To achieve food and nutrition security in urban areas, food and nutrition policies must be fundamentally rethought from the point of view of the needs of those who are experiencing food and nutrition insecurity. Food security policies tend to neglect cities as a distinct entity requiring distinct policies, and they tend to focus on increasing food production. This negates the recommendations arising from a range of findings that show that food insecurity is often tied to income, gender, and social status. By shifting policy orientation to the consumer, we can address the rural and productionist bias of many food security policies. At the end of the scoping phase, we hosted a Policy Event in Cape Town end of last year and we are counting the days to welcome government officials, our partners and food system actors in Nairobi. Those events mark the end of the scoping phase and our transition to action.
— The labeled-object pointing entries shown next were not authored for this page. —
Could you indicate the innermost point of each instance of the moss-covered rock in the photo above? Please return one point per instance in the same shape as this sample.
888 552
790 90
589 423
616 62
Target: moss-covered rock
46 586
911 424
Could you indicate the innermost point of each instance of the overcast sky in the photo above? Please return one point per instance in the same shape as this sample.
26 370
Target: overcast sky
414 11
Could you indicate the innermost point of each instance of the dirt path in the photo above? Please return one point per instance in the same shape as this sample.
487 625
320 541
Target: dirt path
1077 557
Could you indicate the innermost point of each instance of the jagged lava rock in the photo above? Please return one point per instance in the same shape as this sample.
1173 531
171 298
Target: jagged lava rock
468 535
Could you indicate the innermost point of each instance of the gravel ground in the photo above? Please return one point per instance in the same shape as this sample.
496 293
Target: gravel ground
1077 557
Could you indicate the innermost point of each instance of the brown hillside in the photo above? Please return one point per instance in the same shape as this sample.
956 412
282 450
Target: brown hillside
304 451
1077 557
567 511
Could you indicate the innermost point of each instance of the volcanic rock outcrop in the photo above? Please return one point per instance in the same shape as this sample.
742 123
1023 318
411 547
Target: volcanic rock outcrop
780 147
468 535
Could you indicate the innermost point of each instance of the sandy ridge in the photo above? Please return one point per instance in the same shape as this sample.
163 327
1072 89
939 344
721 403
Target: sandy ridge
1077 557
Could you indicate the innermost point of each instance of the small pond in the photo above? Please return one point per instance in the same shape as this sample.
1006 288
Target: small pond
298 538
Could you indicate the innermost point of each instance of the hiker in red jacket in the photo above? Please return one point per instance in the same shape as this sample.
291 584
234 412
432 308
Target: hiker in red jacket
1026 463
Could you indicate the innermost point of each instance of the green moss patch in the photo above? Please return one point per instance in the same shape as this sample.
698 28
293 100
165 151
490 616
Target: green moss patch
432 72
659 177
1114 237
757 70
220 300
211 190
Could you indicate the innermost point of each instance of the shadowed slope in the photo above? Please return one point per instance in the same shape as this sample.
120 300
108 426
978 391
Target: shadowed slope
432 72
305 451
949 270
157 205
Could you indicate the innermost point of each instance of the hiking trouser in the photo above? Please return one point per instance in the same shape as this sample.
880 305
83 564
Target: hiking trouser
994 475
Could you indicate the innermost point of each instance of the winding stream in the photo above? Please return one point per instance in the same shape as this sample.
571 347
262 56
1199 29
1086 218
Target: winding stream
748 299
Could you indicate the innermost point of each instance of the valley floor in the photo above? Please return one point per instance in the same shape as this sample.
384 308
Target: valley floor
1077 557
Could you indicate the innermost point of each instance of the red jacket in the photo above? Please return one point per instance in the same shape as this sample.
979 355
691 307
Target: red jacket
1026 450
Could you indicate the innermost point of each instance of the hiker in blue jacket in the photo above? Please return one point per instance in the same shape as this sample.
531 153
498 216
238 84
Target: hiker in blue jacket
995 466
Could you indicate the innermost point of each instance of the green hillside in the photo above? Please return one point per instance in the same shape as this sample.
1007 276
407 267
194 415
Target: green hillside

Approaching change from a rights-based approach therefore emphasizes the search for innovation that go beyond immediate needs and coping to crises and address questions of, for example, accountability of governments or representation of people in vulnerable positions in policy processes. Both Kenya and South Africa, and their cities and counties, further have additional constitutional mandates to proactively govern urban food systems.
A working session at an Urban Food Futures policy event. Photo credit: Sanelisiwe Nyaba
Our work going forward will continue to foster learning between communities and the policy sphere to ensure that the five interconnected transformation pathways we present in the scoping report can jointly contribute towards the state’s obligations to support the progressive realization of the Right to Food.